How Can Social Movements Catch Up?
These worrying aspects of the online landscape suggest that the shift to online activism will come with real negative consequences for many movements struggling against repressive governments. So, what are movements who are shifting their activities online in response to the COVID-19 pandemic doing to re-balance the digital playing field?
For many movements, social media tools are being used for community-based organizing around mutual aid. Local community movements from Italy to Ukraine are using digital tools to provide food and coordinate help for the sick and the economically struggling. This stands in stark contrast to the flashy, Twitter-fueled calls to action that may have led to big public demonstrations in the past but did not build strong trusting relationships that could continue over the long term. Building trust over online networks remains difficult, but small-scale locally based networks of support may help overcome this difficulty.

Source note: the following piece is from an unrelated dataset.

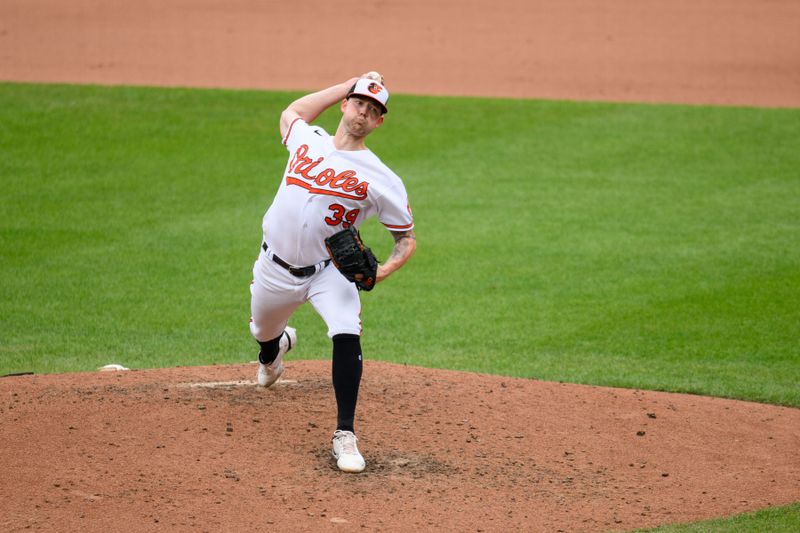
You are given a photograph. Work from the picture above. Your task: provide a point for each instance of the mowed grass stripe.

Activists have also become increasingly savvy in dealing with government surveillance and censorship. Organizations such as the Paradigm Initiative, Tactical Technology Collective, and Mobilisation Lab have longstanding projects teaching activists how to take advantage of critical tools for maintaining online security like end-to-end encryption, and sharing lessons learned on countering authoritarian advantages in the digital sphere. Activists in China have long evaded government censorship through clever puns, emojis, and plays on censored words, tools that they put to good use to spread doctor Ai Fen’s criticism of the Chinese government for its handling of the initial COVID-19 outbreak in Wuhan when the government attempted to remove his article from the internet.
Activists and civil society groups are also creating broad-based alliances to strategically counter government misinformation. A network of civil society groups from the Balkans created an initiative on International Fact-Checking Day to counter misinformation across their region. And 50 media and public advocacy groups in Mexico have created a joint Twitter campaign to spread accurate public health information about the COVID-19 response.
USIP’s program on Nonviolent Action has facilitated similar efforts with our local activist partners in Latin America. In a series of recent online national convenings organized by the Institute, local civil society activists prepared strategic plans for countering disinformation. In particular, activists from different organizations created memes and other eye-catching online content that could easily circulate through their countries’ digital spaces and counter government propaganda about the impact of COVID-19.
The challenges of online activism are not going away, but just as repressive governments have learned to take advantage of these tools, nonviolent action movements can take the advantage back by thinking strategically about how to operate in the digital landscape. Indeed, the necessity of adapting to the COVID-19 pandemic may be the spark the helps initiate that change.